Subscribe to Being Broke Sucks Latest Updates

Personalized Credit Consulting

Wednesday, September 30, 2009

Making Sense of the Health Care Debate

From The Wall Street Journal


Lawmakers are trying to crunch 2,079 pages of health-insurance overhaul proposals into a sweeping new law. As they do, some key decisions could impact your wallet and your coverage.

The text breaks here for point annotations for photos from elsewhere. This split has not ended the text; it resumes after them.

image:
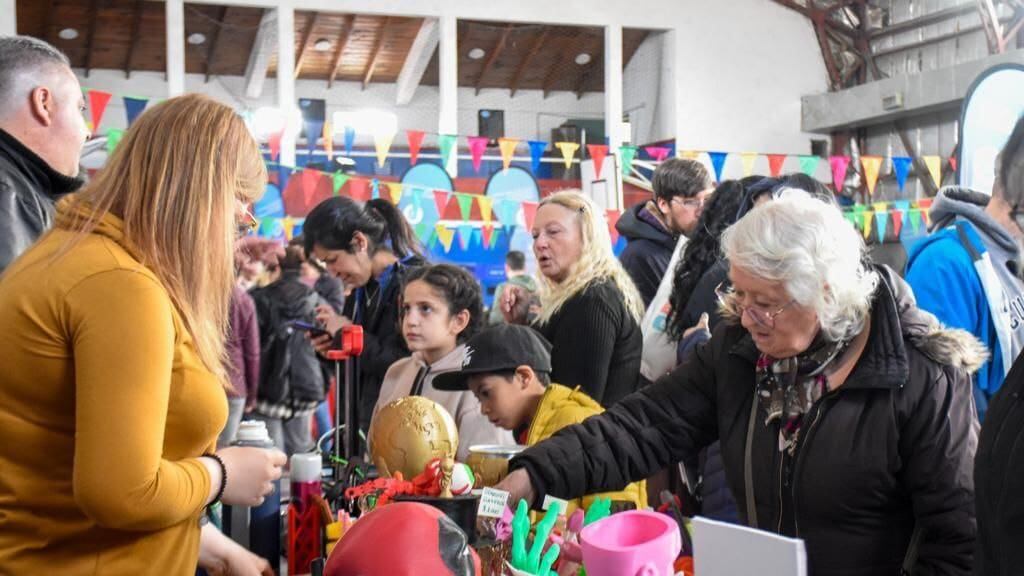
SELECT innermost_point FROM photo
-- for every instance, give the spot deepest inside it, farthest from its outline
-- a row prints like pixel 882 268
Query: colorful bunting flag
pixel 415 138
pixel 809 164
pixel 871 164
pixel 775 162
pixel 627 153
pixel 507 146
pixel 597 154
pixel 568 151
pixel 476 147
pixel 934 164
pixel 749 159
pixel 901 167
pixel 839 165
pixel 134 107
pixel 537 149
pixel 97 105
pixel 718 162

The three major bills now being debated have broadly similar outlines that probably won't change. They would expand the number of Americans with health insurance by requiring nearly everyone to have coverage and helping lower-income people purchase plans. All three would force insurers to sell to people even if they have health problems. And they would grandfather existing insurance so people can keep their current plans.

Eye on Health

Some key areas where consumers might see the impact of different overhaul proposals:

* Taxes: Some options would tax upper-income people or the richest health plans.
* Premiums: Proposals vary on how much insurers can raise rates based on age.
* Exemptions: Bills have different rules about who's required to have insurance.
* Medicare: A big difference is how the bills handle the drug-benefit 'doughnut hole.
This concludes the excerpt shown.